# Autocruise Stardream / Pioneer Monet impressions invited



## Denboy

I would appreciate any comments about these vans----the quality looks good and the styling stands them apart from other UK brands.
thanks in advance,

Denboy


----------



## ingram

You will find some comments on Autocruise in the Specific model section under Autocruise. Probably the best place for this question!

I have commented on the models you mention at 'another place'. I'll see if I can dig out my observations and post them in the Autocruise section.

Harvey


----------



## Denboy

*AutoCruise/Pioneer*

Thanks Harvey,
I had browsed the forums in vain but overlooked the dropdown which would have taken me to Motorhomes and specific makes.

Now you have pointed me in the right direction I see that I can look forward to some interesting reading ( after I have cleaned out my garage ! )
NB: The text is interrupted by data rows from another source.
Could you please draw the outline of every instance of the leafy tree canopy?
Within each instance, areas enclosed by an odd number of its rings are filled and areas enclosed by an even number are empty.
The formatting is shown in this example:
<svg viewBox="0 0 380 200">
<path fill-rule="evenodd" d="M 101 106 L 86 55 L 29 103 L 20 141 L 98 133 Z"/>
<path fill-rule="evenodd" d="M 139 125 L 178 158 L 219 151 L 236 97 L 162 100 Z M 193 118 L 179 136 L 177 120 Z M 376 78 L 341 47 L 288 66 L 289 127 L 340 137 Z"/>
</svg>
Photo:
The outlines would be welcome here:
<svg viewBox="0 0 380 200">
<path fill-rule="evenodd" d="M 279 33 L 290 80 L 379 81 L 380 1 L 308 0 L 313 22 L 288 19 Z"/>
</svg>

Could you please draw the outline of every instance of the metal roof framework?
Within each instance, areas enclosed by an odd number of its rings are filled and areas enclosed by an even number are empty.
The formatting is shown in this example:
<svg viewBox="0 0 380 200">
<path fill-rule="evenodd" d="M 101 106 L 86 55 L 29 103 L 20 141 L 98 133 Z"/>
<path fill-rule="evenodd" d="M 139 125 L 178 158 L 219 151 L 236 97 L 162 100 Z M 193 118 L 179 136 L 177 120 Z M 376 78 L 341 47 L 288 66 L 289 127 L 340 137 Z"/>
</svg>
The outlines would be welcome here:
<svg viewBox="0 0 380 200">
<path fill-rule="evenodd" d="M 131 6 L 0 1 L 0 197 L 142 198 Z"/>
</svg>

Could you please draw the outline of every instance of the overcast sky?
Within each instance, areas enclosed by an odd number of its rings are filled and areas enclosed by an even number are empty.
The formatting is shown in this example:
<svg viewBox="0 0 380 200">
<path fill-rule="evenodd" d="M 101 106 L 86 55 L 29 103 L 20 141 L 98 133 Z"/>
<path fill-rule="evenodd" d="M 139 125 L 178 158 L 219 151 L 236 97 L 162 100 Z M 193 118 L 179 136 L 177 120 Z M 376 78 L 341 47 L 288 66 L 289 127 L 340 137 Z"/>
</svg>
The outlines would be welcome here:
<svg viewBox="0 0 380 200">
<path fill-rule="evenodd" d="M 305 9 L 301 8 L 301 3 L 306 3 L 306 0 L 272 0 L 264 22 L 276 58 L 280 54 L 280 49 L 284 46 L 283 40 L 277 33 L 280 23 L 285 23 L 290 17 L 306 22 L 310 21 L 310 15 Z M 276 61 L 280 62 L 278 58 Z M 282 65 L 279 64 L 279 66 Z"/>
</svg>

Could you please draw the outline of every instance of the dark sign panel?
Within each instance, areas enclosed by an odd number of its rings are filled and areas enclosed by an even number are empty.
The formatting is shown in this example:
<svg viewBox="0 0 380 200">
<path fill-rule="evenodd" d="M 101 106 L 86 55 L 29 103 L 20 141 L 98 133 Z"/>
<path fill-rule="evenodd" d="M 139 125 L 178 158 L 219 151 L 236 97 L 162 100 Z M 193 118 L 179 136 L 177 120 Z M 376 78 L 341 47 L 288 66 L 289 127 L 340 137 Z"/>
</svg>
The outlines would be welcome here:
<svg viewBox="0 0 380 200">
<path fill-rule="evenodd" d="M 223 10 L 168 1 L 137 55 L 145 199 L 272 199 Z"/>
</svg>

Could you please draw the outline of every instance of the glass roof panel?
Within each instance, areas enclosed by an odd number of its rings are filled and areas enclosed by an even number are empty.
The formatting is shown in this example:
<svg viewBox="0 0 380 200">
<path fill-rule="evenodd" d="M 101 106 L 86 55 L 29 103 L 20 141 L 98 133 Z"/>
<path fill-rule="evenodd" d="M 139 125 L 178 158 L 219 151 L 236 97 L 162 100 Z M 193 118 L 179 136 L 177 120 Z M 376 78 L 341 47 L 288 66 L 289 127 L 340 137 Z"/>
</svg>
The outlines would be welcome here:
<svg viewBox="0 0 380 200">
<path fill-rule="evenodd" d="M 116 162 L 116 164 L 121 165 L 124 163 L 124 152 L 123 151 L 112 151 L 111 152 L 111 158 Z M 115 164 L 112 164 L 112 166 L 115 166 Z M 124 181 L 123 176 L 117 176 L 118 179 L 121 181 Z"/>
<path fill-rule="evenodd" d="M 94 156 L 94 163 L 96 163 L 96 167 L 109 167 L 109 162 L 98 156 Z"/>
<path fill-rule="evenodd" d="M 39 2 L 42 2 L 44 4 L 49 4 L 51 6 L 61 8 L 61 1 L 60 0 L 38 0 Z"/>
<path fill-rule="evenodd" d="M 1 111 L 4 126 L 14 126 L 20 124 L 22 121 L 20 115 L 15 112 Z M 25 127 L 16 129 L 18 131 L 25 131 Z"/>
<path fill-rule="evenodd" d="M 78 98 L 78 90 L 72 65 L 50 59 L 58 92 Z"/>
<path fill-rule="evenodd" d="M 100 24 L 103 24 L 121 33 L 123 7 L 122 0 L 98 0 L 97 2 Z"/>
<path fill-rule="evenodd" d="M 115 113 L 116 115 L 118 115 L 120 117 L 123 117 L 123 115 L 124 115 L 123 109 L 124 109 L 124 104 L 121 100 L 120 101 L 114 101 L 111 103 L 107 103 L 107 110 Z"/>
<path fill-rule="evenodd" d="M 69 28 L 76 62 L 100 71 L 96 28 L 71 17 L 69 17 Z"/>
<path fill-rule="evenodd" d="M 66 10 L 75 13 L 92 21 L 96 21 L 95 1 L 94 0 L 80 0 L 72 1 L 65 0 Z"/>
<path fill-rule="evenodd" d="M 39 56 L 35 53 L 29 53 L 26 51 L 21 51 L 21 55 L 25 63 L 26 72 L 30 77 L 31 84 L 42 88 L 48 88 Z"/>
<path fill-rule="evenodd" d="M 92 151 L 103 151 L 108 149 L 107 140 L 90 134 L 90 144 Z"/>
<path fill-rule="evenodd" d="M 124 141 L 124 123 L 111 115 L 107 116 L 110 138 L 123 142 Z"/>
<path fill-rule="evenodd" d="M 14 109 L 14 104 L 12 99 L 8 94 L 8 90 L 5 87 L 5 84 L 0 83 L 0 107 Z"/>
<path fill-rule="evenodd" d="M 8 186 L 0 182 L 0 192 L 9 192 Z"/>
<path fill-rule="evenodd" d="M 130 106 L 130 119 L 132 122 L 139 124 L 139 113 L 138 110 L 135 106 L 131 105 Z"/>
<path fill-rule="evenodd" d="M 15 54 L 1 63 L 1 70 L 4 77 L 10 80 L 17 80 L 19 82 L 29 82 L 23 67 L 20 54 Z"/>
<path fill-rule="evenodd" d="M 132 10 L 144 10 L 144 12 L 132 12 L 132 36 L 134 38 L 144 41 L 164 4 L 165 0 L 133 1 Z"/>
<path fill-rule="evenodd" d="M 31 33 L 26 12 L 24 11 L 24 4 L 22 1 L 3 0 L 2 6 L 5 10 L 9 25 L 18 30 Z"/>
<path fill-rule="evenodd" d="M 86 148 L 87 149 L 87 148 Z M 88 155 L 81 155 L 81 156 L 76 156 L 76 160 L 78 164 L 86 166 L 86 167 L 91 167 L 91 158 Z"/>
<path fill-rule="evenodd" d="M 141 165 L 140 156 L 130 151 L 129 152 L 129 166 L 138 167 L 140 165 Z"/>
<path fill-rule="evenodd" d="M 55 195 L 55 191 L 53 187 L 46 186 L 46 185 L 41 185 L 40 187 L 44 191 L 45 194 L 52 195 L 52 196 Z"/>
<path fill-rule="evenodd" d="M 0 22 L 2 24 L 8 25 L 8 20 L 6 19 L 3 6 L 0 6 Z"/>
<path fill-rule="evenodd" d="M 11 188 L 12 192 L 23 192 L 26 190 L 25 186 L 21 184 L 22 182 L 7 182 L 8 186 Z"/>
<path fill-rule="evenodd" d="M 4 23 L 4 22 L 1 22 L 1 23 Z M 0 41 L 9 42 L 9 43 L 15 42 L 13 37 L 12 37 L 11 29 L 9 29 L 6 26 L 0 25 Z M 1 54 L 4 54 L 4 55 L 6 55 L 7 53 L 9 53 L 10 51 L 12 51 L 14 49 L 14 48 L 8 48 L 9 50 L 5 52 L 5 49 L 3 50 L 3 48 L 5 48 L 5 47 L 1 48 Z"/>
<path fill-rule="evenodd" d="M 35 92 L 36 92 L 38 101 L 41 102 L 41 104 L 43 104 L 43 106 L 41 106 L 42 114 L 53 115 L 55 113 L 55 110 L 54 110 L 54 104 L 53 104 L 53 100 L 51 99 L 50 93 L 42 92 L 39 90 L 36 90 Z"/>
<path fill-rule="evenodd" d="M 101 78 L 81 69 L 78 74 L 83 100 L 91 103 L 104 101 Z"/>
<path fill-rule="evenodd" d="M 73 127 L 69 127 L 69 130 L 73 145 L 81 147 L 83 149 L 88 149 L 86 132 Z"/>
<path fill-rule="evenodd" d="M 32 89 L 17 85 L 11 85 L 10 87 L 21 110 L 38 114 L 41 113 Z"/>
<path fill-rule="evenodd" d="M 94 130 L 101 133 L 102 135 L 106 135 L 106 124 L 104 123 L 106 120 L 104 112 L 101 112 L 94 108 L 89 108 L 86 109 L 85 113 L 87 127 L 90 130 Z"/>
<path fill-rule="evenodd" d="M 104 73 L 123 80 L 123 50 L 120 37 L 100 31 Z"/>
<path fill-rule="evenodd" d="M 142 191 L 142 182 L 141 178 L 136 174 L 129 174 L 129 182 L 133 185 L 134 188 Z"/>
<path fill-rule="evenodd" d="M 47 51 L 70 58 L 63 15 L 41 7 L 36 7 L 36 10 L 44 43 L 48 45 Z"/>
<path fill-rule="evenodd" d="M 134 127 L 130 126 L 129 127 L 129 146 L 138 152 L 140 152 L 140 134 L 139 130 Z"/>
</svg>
As Mrs Denboys says--- I never look properly for anything .

Cheers,

Denboy


----------



## spykal

Denboy said:


> As Mrs Denboys says--- I never look properly for anything .
> 
> Cheers,
> 
> Denboy


Hi Denboy..

We have the Pioneer Renoir on our shortlist for when (and if ever) we change from an Autosleeper.. the Renoir, as I expect you know is the sister van to the Monet. We liked the standard of finish and the very low profile and the long wheelbase on the ultra low Alko chassis. Marquis do a similar "own brand" model range, The Majestic at a slightly cheaper price ( who thinks up these names? :roll: ) .... the Marquis equivalent van to the Renoir is the Starlet II and the Stardream is the Marquis "Monet".
Link to Spec <<
I had heard a comment from one owner that the chassis is so low that you do have to be careful if you rally or visit CLs/CSs when negotiating gateways or "landed" field sites. The same guy said he had heard of one owner knocking the step off on a hump.

Mike

P.S.

By the way don't over worry about posting this thread in "Chitchat" I can move your post to "Autocruise" if you would like me to... reply or PM if you want it moved.


----------



## Frantone

*Autocruise*

Iknow it's not the same model but.........check the position of the power unit. Friends of ours have a Starburst in which the unit is in an overhead locker (behind the drivers seat). This has a cooling fan which is rather noisy and disturbs their sleep!

Frantone


----------



## spykal

Hi Denboy

I have moved this thread to the Autocruise forum for you and this post will bump it back into the recent posts list... lets hope some owners come back with advice.

Mike


----------



## ambegayo

*stardream*

I can only say some friends are on their second autocruise and they have had nothing but trouble, the first had to be completely required and the second has developed tainted tasting water (tho the tank is not the fault) and now they have a leak from their eberspacher. They also went to the factory for the second one to ensure the wiring was uprated, but the local agent in dorset is not very helpful. Do think carefully before buying an English Van!!!


----------